The 13 week experiment has been to adopt a low-carb eating plan -- I'm banning the word "d*et" from now on -- and to add what my review of the literature suggests are the most efficient exercise approaches for fat loss and improved endurance. Now, as my professors repeated in grad school (and I now repeat all the time myself) if you want to say something is "efficient" you need to say what you're optimizing for. In my case, what I want to optimize for is time: if I enjoyed exercise as exercise and didn't have a day job plus writing, I could run an hour a day or lift weights four hours a week. But our understanding of the physiology of exercise has changed radically in the last few years. Summarized, you could basically say there are two rules:
- You get the most incremental benefit from the first 15 to 20 minutes of exercise.
- You get the greatest gains from intense effort.
Put those two rules together and it looks like hours of jogging may not be the best choice for efficiency; instead, go for short times and intense exercises.

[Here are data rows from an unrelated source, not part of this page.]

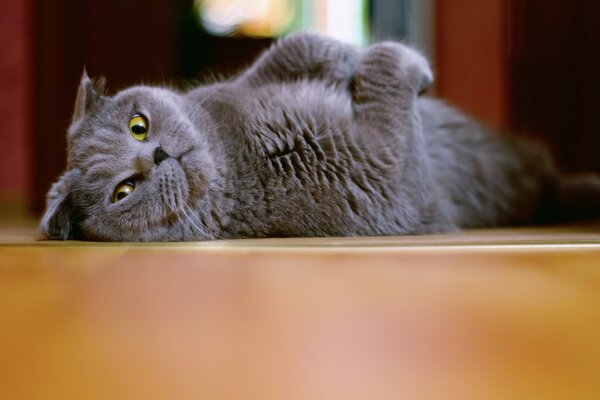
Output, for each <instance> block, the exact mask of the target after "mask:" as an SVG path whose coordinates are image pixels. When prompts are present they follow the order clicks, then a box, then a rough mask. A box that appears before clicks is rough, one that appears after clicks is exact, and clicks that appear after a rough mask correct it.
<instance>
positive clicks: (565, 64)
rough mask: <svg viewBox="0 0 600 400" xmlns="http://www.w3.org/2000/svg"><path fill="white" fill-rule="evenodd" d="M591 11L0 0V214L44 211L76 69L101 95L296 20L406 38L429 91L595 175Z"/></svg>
mask: <svg viewBox="0 0 600 400" xmlns="http://www.w3.org/2000/svg"><path fill="white" fill-rule="evenodd" d="M599 16H600V2H595V1H592V0H580V1H577V2H573V1H563V0H252V1H242V0H171V1H162V0H145V1H143V0H103V1H97V0H53V1H42V0H0V140H1V141H0V143H1V144H2V149H3V152H2V157H0V217H1V218H13V219H18V218H23V217H27V216H29V217H33V216H36V215H39V213H40V212H41V211H42V210H43V207H44V201H45V200H44V199H45V193H46V191H47V190H48V188H49V186H50V184H51V183H52V182H53V181H54V180H55V179H56V178H57V176H58V175H59V174H60V173H61V171H62V170H63V168H64V165H65V157H66V155H65V131H66V128H67V127H68V125H69V120H70V117H71V113H72V108H73V104H74V100H75V93H76V89H77V85H78V82H79V78H80V76H81V72H82V69H83V66H84V65H85V66H86V68H87V70H88V72H89V74H90V75H91V76H100V75H104V76H106V77H107V78H108V83H109V88H110V89H111V91H116V90H118V89H119V88H122V87H125V86H128V85H132V84H135V83H139V82H145V83H159V84H160V83H163V82H168V83H176V84H186V83H188V84H189V83H190V82H194V81H195V80H196V79H200V80H201V79H202V77H203V76H207V75H211V76H212V75H217V76H227V75H228V74H231V73H234V72H235V71H237V70H239V69H240V68H243V67H244V66H247V65H249V64H250V63H251V62H252V60H253V59H254V58H255V57H256V55H257V54H258V53H259V52H260V51H261V50H263V49H264V48H266V47H268V46H269V45H270V44H271V42H272V41H273V40H274V39H276V38H277V37H279V36H282V35H285V34H287V33H289V32H293V31H299V30H308V31H316V32H321V33H324V34H328V35H332V36H335V37H337V38H339V39H342V40H345V41H348V42H352V43H355V44H357V45H366V44H368V43H369V42H372V41H374V40H378V39H392V38H393V39H401V40H404V41H407V42H409V43H412V44H414V45H416V46H417V47H419V48H420V49H421V50H422V51H424V52H425V53H426V54H427V55H428V57H429V58H430V59H431V60H432V63H433V65H434V68H435V71H436V75H437V83H436V86H435V88H434V90H433V91H434V92H435V95H437V96H439V97H442V98H445V99H447V100H448V101H450V102H451V103H453V104H455V105H456V106H458V107H459V108H461V109H463V110H465V111H467V112H469V113H471V114H472V115H474V116H476V117H478V118H480V119H481V120H483V121H484V122H486V123H487V124H488V125H490V126H492V127H495V128H498V129H499V130H500V131H502V132H510V133H503V134H517V135H528V136H533V137H538V138H542V139H543V140H544V141H545V142H547V143H548V144H549V146H550V147H551V148H552V150H553V151H554V153H555V154H556V156H557V160H558V163H559V164H560V166H561V167H562V168H564V169H565V170H567V171H580V170H595V171H598V172H600V129H599V128H598V119H599V115H600V74H599V73H598V72H599V71H600V23H599V22H600V21H599V18H600V17H599Z"/></svg>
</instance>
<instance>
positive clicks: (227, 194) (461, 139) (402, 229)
mask: <svg viewBox="0 0 600 400" xmlns="http://www.w3.org/2000/svg"><path fill="white" fill-rule="evenodd" d="M432 80H433V76H432V73H431V70H430V68H429V65H428V63H427V61H426V60H425V59H424V58H423V57H422V56H421V55H420V54H419V53H418V52H416V51H415V50H413V49H411V48H409V47H407V46H405V45H402V44H399V43H391V42H386V43H379V44H375V45H372V46H370V47H368V48H367V49H362V50H361V49H358V48H355V47H353V46H350V45H346V44H343V43H340V42H338V41H335V40H333V39H329V38H325V37H320V36H317V35H311V34H297V35H293V36H290V37H288V38H286V39H283V40H281V41H279V42H278V43H277V44H276V45H275V46H273V47H272V48H271V49H270V50H268V51H267V52H265V53H264V54H263V55H262V56H261V57H260V58H259V59H258V60H257V61H256V62H255V63H254V64H253V65H252V66H251V67H250V68H249V69H248V70H247V71H245V72H244V73H242V74H240V75H239V76H237V77H236V78H233V79H230V80H227V81H223V82H217V83H213V84H210V85H206V86H202V87H198V88H196V89H194V90H191V91H188V92H185V93H183V92H178V91H175V90H170V89H167V88H157V87H147V86H136V87H132V88H129V89H127V90H124V91H121V92H119V93H117V94H116V95H114V96H111V97H109V96H108V95H107V94H106V93H105V91H104V84H103V81H102V80H100V81H97V82H94V81H92V80H91V79H89V78H88V77H87V75H86V74H85V73H84V75H83V77H82V80H81V84H80V87H79V91H78V95H77V101H76V106H75V113H74V115H73V122H72V125H71V127H70V128H69V130H68V135H67V141H68V162H67V170H66V172H65V173H64V175H63V176H62V177H61V178H60V179H59V180H58V182H56V183H55V184H54V185H53V186H52V188H51V189H50V192H49V193H48V207H47V211H46V213H45V215H44V217H43V219H42V221H41V231H42V233H44V234H45V235H46V236H47V237H49V238H52V239H87V240H103V241H180V240H184V241H185V240H208V239H217V238H257V237H288V236H359V235H402V234H423V233H430V232H447V231H453V230H456V229H459V228H463V227H485V226H499V225H508V224H525V223H534V222H543V221H547V220H552V219H553V218H556V219H560V218H562V217H563V216H564V215H563V213H564V212H566V211H568V210H569V207H570V206H573V205H577V207H578V208H577V210H578V211H582V212H584V213H587V212H591V213H594V212H597V211H599V208H600V207H599V205H600V180H598V179H597V178H594V177H592V178H589V179H587V180H585V181H582V182H574V181H564V180H563V179H562V178H561V176H560V174H559V173H558V172H557V171H556V169H555V168H554V166H553V164H552V162H551V160H550V158H549V157H548V156H547V155H546V153H545V152H544V151H543V150H542V149H541V148H539V147H536V146H534V145H532V144H529V143H526V142H522V141H517V140H515V139H509V138H507V137H505V136H499V135H493V134H490V133H489V132H487V131H486V129H485V128H484V127H482V126H481V125H480V124H478V123H477V122H474V121H473V120H471V119H469V118H467V117H465V116H463V115H462V114H460V113H458V112H457V111H455V110H453V109H452V108H450V107H448V106H446V105H445V104H443V103H442V102H439V101H436V100H432V99H427V98H424V97H419V94H420V93H421V92H422V91H424V90H425V89H426V88H427V86H429V85H430V84H431V83H432ZM571 203H572V204H571ZM571 208H573V207H571Z"/></svg>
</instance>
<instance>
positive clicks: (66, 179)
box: [40, 170, 83, 240]
mask: <svg viewBox="0 0 600 400" xmlns="http://www.w3.org/2000/svg"><path fill="white" fill-rule="evenodd" d="M79 175H80V172H79V170H70V171H68V172H66V173H65V174H64V175H63V176H61V177H60V179H59V180H58V181H57V182H56V183H54V185H52V188H50V191H49V192H48V195H47V197H46V212H45V214H44V216H43V218H42V222H41V223H40V231H41V233H42V234H43V235H44V236H46V237H47V238H49V239H58V240H69V239H83V234H82V232H81V229H80V227H79V223H80V222H81V221H82V219H83V218H82V213H81V211H80V210H78V209H77V207H76V206H75V204H74V203H73V198H72V195H71V189H72V185H73V182H75V180H76V179H78V178H79Z"/></svg>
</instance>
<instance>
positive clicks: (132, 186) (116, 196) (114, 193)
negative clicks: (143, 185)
mask: <svg viewBox="0 0 600 400" xmlns="http://www.w3.org/2000/svg"><path fill="white" fill-rule="evenodd" d="M133 189H135V184H134V183H133V182H130V181H125V182H123V183H120V184H119V186H117V188H116V189H115V192H114V193H113V198H112V202H113V203H116V202H117V201H121V200H123V199H124V198H125V197H127V196H129V195H130V194H131V193H133Z"/></svg>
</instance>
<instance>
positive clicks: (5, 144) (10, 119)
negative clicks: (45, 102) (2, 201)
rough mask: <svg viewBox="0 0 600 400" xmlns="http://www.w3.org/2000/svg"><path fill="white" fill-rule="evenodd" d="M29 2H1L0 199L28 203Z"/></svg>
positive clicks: (29, 89) (7, 1) (30, 30)
mask: <svg viewBox="0 0 600 400" xmlns="http://www.w3.org/2000/svg"><path fill="white" fill-rule="evenodd" d="M30 5H31V1H30V0H18V1H2V2H0V144H1V147H0V148H1V149H2V152H1V153H0V197H6V196H10V197H11V198H15V197H16V198H18V199H23V200H25V199H26V198H27V196H28V194H29V191H30V187H31V173H30V172H31V171H30V166H31V152H30V149H31V128H32V121H33V119H34V116H33V115H31V93H32V71H31V67H32V65H31V59H32V58H31V52H30V49H31V44H32V43H31V39H32V37H31V18H30V16H31V13H30V11H31V10H30Z"/></svg>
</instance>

In pure endurance exercise, a Japanese researcher named Izumi Tabata invented a training protocol that was very effective: train by doing something (practically anything) really really hard for 20 seconds, with a 10 second rest, repeating that 4 to 8 times. That is, 2 to 4 minutes of exercise. I could go into more details, but an internet friend, Everett Mickey, pointed out these YouTube videos from a company called TabataSongs. Here is an example of Tabata training, set to music.
Simple as that.
There are a number of weight training routines that follow similar short, high-intensity schemes. I've used one from the book Power of 10. The basics are right in the book blurb:
The Power of 10 seems to contradict nearly everything we're accustomed to hearing about exercise. Forget hours on the treadmill, and forget daily visits to the gym. This new program offers 20 minute workout sessions, once or twice per week, with an alluring emphasis on rest and recovery on your days off. The principle behind The Power of 10 is simple: by lifting weights in slow motion, making each rep last 20 seconds (10 seconds lifting and 10 seconds lowering) instead of the typical 7 seconds, you can maximize muscle transformation. The short workouts are so effective that your body will need days to recover and repair properly. Studies have shown that such routines can increase lean body mass, help burn calories more efficiently, and prevent cardio–vascular disease more effectively than aerobic exercise alone.

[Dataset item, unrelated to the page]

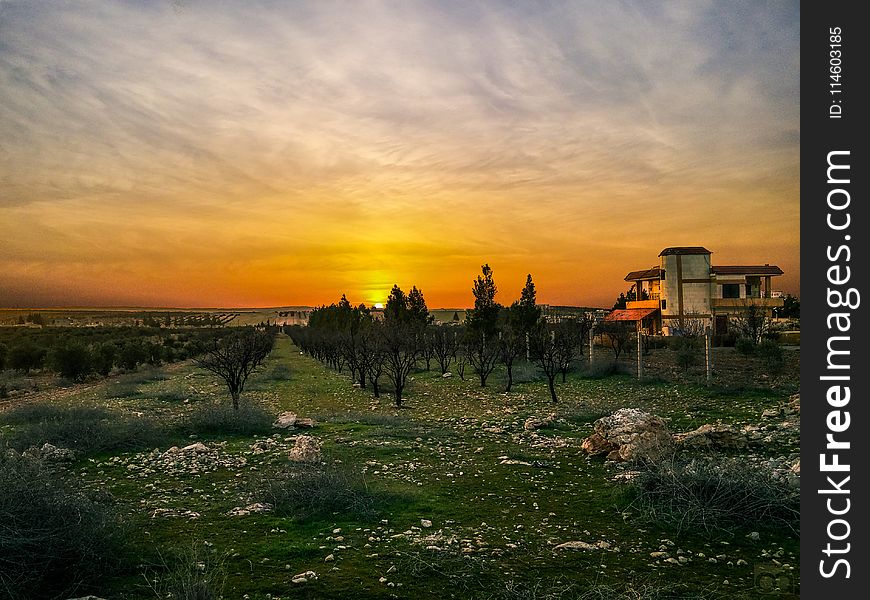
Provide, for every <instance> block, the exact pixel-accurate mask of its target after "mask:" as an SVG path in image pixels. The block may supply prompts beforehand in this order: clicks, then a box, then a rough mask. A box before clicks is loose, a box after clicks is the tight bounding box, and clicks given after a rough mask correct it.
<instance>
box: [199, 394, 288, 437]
mask: <svg viewBox="0 0 870 600" xmlns="http://www.w3.org/2000/svg"><path fill="white" fill-rule="evenodd" d="M274 420H275V417H274V415H273V414H272V413H270V412H268V411H267V410H266V409H264V408H262V407H260V406H258V405H256V404H250V403H245V404H242V405H241V406H239V409H238V410H235V409H234V408H233V407H232V405H231V404H229V403H215V402H203V403H201V404H199V405H197V406H196V408H195V409H194V411H193V413H192V414H191V415H190V416H189V417H188V418H187V420H186V421H185V424H184V428H185V430H188V431H189V432H190V433H195V434H197V435H212V436H219V435H255V434H265V433H271V431H272V422H273V421H274Z"/></svg>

Now, the studies mentioned have some methodological problems, but the basic approach has been very effective -- and there are lots of different versions, each claiming to be the real thing. As with most of these schemes, the exact details vary, and everyone wants to have the Best Routine so they can Sell More Books. It's still the same basics: a short, extremely intense workout.
So there's my routine: each exercise done with heavy enough weight, taking 20 seconds per repetition, that you can't do more than 6-8 repetitions. The Power of Ten program is the first five exercises -- seated row, chest press, narrow-grip pulldowns, overhead press, and leg press, but I added curls and triceps pulldowns because I like them.
If you aren't familiar with these or need help with form, any trainer can help. (Glenn Reynolds is a fan of Mark Rippetoe's Starting Strength; personally, I think you're far better off with the help of an expert.)
So that's this week. So far, in terms of results, my weight is down about 23 pounds from my original start on 19 October, and about 9 pounds since I officially started the experiment, which is 2 pounds a week even with the plateau; my average morning, fasting, blood glucose down from about 150 to about 130.